Cabe señalar que Beccaria se manifestó frontalmente en contra de la pena de muerte calificándola de inútil e innecesaria para la seguridad de la sociedad. Subrayó que se trata de una “muerte legal… con estudios y pausada formalidad”, destacando que “parece absurdo que las leyes, esto es la expresión de la voluntad pública que detestan y castigan el homicidio, lo cometan ellas mismas; y que para separar a los ciudadanos del intento de asesinar, ordenen un público asesinato”
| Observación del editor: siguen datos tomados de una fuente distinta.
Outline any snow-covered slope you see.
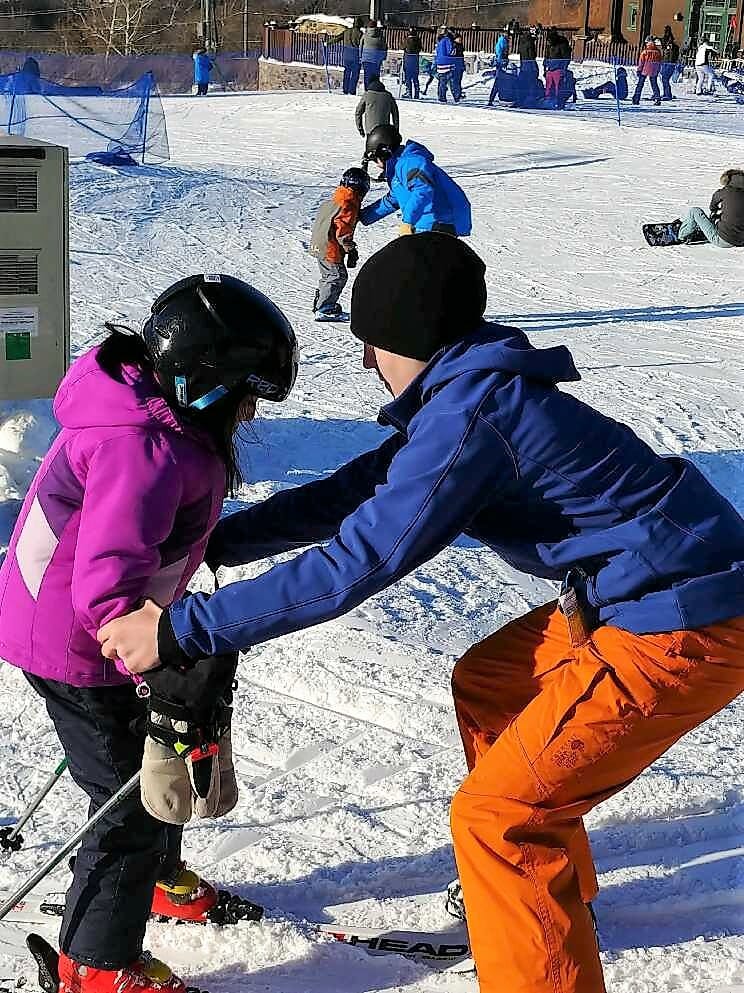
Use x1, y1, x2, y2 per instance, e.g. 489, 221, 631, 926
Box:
0, 90, 742, 992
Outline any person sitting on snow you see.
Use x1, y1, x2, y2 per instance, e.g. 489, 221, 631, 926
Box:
583, 65, 628, 100
98, 233, 744, 993
675, 167, 744, 247
358, 124, 471, 237
309, 167, 371, 321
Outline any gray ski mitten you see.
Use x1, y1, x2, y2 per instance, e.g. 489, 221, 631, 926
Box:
141, 718, 193, 825
140, 653, 239, 823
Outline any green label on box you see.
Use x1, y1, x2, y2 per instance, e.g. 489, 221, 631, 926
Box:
5, 332, 31, 360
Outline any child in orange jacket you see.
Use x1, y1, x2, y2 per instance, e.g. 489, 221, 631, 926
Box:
310, 167, 370, 322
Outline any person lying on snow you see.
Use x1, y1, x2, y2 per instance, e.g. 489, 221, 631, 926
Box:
0, 275, 298, 993
100, 234, 744, 993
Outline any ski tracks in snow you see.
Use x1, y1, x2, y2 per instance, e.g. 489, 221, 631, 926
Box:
0, 92, 743, 992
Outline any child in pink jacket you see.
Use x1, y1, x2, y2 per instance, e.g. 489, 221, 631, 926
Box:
0, 274, 296, 993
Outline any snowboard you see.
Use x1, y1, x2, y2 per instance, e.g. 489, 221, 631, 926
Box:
642, 221, 708, 247
315, 311, 350, 323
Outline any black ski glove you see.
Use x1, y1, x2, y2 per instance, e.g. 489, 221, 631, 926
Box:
347, 248, 359, 268
139, 653, 239, 825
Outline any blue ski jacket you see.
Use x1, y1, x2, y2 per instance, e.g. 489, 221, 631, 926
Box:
359, 141, 472, 235
435, 35, 455, 68
193, 52, 213, 85
167, 324, 744, 661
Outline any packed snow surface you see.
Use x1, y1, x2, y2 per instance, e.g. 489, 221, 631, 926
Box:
0, 87, 743, 992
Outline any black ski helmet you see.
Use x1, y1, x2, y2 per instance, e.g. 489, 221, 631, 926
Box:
340, 167, 371, 196
363, 125, 402, 166
142, 274, 298, 413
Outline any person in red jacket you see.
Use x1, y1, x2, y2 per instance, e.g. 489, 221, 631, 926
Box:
309, 167, 370, 321
632, 36, 662, 105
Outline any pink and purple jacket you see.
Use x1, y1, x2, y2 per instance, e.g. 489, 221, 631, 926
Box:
0, 348, 225, 687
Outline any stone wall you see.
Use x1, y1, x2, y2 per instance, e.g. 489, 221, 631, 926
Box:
258, 58, 344, 91
258, 52, 481, 92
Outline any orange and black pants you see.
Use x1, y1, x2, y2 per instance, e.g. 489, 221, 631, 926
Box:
450, 602, 744, 993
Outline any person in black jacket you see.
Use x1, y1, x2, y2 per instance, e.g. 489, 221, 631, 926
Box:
451, 33, 465, 101
517, 26, 537, 61
677, 168, 744, 247
543, 26, 571, 106
404, 27, 422, 98
342, 16, 365, 95
660, 25, 680, 100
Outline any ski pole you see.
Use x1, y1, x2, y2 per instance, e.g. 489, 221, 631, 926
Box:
0, 759, 68, 853
0, 771, 140, 921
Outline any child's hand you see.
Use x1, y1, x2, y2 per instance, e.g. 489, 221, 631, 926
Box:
98, 600, 163, 674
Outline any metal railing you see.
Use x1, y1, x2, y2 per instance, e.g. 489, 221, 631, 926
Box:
262, 25, 646, 69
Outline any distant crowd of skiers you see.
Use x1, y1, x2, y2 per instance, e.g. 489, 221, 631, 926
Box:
193, 20, 726, 109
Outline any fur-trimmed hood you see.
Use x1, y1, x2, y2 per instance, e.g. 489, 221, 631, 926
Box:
720, 168, 744, 190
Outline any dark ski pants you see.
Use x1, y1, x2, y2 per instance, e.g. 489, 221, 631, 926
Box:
438, 69, 455, 102
404, 54, 420, 98
315, 259, 348, 314
195, 82, 208, 95
362, 60, 384, 89
26, 674, 182, 970
343, 57, 360, 94
632, 73, 660, 104
660, 63, 675, 99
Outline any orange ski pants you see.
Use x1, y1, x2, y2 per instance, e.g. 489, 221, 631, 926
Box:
450, 601, 744, 993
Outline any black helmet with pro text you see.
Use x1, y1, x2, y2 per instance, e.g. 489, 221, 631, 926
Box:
142, 274, 298, 412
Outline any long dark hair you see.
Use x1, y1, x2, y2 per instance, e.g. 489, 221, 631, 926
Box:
96, 327, 248, 496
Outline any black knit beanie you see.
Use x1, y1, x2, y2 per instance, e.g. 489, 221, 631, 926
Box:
350, 233, 487, 361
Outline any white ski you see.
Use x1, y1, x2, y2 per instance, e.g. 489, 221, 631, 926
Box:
0, 890, 472, 971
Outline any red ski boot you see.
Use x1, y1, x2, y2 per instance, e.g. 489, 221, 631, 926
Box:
26, 933, 198, 993
57, 950, 189, 993
152, 863, 263, 926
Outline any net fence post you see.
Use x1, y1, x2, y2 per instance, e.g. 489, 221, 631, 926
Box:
141, 73, 151, 164
614, 58, 622, 127
323, 37, 332, 93
7, 72, 16, 134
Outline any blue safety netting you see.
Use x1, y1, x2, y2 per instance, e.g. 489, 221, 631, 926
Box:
0, 68, 169, 163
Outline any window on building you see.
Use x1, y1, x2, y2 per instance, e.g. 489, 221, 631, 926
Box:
627, 3, 639, 29
702, 12, 722, 39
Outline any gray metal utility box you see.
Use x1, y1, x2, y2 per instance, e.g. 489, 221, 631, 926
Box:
0, 135, 69, 400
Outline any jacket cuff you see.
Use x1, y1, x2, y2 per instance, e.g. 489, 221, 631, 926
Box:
157, 609, 197, 670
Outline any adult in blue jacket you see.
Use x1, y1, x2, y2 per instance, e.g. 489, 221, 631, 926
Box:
100, 236, 744, 993
193, 48, 213, 96
359, 125, 471, 236
435, 27, 456, 102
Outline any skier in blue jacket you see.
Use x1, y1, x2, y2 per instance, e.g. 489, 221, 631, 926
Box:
193, 48, 213, 96
359, 125, 471, 236
435, 27, 456, 102
100, 233, 744, 993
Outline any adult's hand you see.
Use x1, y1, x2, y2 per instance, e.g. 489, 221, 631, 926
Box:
98, 599, 163, 674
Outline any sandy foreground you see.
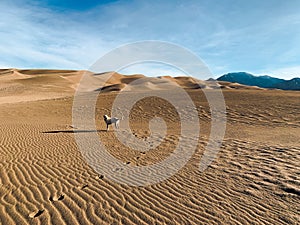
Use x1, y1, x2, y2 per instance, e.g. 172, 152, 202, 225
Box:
0, 69, 299, 224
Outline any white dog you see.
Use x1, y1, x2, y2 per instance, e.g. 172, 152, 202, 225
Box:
103, 115, 120, 131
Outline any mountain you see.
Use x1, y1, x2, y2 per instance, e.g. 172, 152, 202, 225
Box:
273, 78, 300, 90
217, 72, 300, 90
217, 72, 285, 88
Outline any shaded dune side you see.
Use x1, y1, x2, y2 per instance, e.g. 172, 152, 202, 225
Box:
218, 81, 266, 90
0, 69, 86, 104
18, 69, 79, 75
96, 73, 208, 91
173, 76, 207, 89
91, 72, 264, 92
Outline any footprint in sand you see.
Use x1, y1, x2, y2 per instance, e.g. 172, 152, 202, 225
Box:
49, 194, 64, 202
29, 209, 44, 218
80, 184, 89, 189
114, 168, 124, 172
96, 175, 104, 180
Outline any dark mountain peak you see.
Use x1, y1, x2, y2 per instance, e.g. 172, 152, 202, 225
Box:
274, 77, 300, 90
221, 72, 253, 78
206, 78, 216, 81
217, 72, 299, 90
259, 75, 274, 79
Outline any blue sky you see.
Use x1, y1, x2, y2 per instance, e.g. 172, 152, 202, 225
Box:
0, 0, 299, 79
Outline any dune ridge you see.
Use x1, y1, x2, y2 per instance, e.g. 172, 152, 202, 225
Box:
0, 69, 265, 104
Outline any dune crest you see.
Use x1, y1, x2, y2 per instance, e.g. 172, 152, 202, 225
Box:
0, 69, 266, 105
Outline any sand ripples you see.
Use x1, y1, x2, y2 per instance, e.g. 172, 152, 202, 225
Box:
0, 120, 299, 224
0, 77, 299, 224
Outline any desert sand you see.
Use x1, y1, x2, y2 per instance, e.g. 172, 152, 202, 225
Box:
0, 69, 299, 224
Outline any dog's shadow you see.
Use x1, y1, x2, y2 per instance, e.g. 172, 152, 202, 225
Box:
42, 129, 107, 134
Olga Islas de González Mariscal advierte que con posterioridad a Beccaria considerable número de juristas y criminólogos adentrándose profundamente en el tema, han aportado sus opiniones razonadas en rechazo y descalificación a esta pena absurda y abusiva propia de los sistemas autoritarios y represivos. Pone como ejemplos a Mariano Ruiz Funez quien apuntó que la pena de muerte es residuo arbitrario, estéril, de la venganza que se sintetiza en la defensa política del terror. Por su parte, Antonio Beristain, estima que la pena de muerte es injusta, maniquea, no democrática, perjudicial, criminógena, superflua e irreparable. Es respuesta arbitraria y caprichosa. “Quien admite esta sanción pone una gota de veneno en el vaso que contiene las normas de convivencia”

Al respecto, Barbero Santos se manifiesta abolicionista de la pena de muerte. Sostiene que “el oficio del jurista es… subrayar la actual valoración del hombre y el reconocimiento de la sacralidad de la vida, que lleva de manera ineludible a la supresión del máximo suplicio”.

En la historia de la aplicación de la pena de muerte vemos muchos casos de equivocaciones irreparables al ser aplicado este castigo erróneamente a quien pasado el tiempo se demuestra que era inocente. ¡Qué contradicción: el Estado imponiendo como castigo la pena de muerte, se convierte en impune homicida!